The OF Blog: Luís Berenguer, Leña Verde

Saturday, January 25, 2014

Luís Berenguer, Leña Verde

Life is a tricky creature to capture in media, whether it be film or the printed word.  The gestures endemic to one place and time do not always map out well when transported into a static medium.  The petty gestures and grandiose quirks of people often become distorted when transcribed.  Writing a story "true to life" is a much more daunting (and all too frequently, unrewarding) task than most readers realize.  This is especially true when the author is foolhardy enough to start his or her tale by looking at the lives of several people.  When done correctly, such tales have a profound power because we can see in them the people around us, their foibles and their triumphs, their dreams, aspirations, and most of all, their grounded actions and expressions.  Some great writers express this spectrum of humanity in picturesque terms, with characters that might be slight modifications of those that appear in Dickens' The Pickwick Papers.  Others, however, dig into our collective quotidian muck and dredge something profound out of it.  Ugliness can yield a repulsive beauty, sometimes, and this can be seen in some of Faulkner's works or in some of Joyce's tales.  Whenever a writer manages to achieve, even partially, this elevation of the vulgar to a artistic verisimilitude, it is a work to be cherished.

Luís Berenguer's 1972 Premio Alfaguara-winning novel, Leña Verde (Green Firewood), is one of those novels that has pretensions to achieving this difficult feat.  Set in Spain of the author's youth of the Spanish Civil War and its immediate aftermath, Leña Verde is the tale of Juan Antonio Carvajal's return to his Andalusian village after being gone for four years.  Last in a line of rich landowners, Carvajal observes the changes that have occurred in the interim, as well as the enduring problems of class divisions.  The effects of these inequalities are seen throughout the novel and they drive the plot.

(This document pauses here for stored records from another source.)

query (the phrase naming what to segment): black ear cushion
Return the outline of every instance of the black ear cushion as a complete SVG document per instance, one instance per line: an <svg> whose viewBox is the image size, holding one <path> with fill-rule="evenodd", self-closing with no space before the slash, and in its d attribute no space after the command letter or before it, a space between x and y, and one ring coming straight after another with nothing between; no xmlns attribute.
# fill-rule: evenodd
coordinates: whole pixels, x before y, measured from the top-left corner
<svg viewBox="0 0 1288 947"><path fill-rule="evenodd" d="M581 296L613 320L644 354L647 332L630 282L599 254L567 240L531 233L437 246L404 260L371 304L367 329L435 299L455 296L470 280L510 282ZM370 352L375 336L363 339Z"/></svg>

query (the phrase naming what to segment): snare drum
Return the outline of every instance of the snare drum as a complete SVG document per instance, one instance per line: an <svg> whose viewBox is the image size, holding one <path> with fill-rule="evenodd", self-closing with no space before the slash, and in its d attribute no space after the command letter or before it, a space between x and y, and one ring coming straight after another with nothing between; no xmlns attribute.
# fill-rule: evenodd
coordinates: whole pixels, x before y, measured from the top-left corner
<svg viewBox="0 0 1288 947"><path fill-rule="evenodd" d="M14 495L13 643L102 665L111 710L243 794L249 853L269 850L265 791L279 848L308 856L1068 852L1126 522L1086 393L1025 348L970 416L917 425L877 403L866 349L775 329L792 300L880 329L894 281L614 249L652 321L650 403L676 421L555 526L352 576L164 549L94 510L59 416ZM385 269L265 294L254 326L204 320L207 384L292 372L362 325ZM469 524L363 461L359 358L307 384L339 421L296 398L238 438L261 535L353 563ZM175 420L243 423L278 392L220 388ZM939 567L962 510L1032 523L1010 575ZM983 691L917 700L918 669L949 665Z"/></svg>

If reduced to simply providing a synopsis of the main plot, that of a frustrated love and the tragedies that follow, Leña Verde would be merely yet another variation on a well-worn theme.  Yet the characterizations and Berenguer's use of imagery and symbolism make this a rather remarkable novel.  When I read it several days ago, I found myself thinking of Faulkner's use of place to create deeper connections between the characters and also with the reader.  Berenguer's countryside setting is rich with those "little things" that make this tale feel "true to life."  From the ways that the characters spoke to their actions, every little thing felt vital, imbued with a liveliness that helps the reader to identify with these characters and their situations.  The rivalry of Carvajal and Donaire is played out in such a fashion that when the final sentence is reached, the reader has the impression of lives lived out before them.

Berenguer's prose is fascinating in part because of the author's background.  Unlike most of his peers in late Francoist Spain, Berenguer was not an academic critic or trained artist.  He was a naval officer who was largely an autodidact in literature.  His writings show traces of Faulkner and Joyce, particular in the use of language to create a setting and setting to establish character.  His characters, based in part on people he knew in his youth of the 1920s-early 1940s, feel like they have walked into a novel rather than being created by their author.  Leña Verde, however, is not an "easy" novel; it does not yield up all of its treasures in a single reading.  In reading it, I was struck by the sense that there were hidden depths that I was missing.  Certainly it will be a novel that I will revisit, likely several times, in the years to come.  It may not be the most famous of the Spanish novels of the 1960s and 1970s, but it certainly is a tale that deserves the accolades that it has received and hopefully there will be a new generation of readers that will discover this fine novel in the years to come.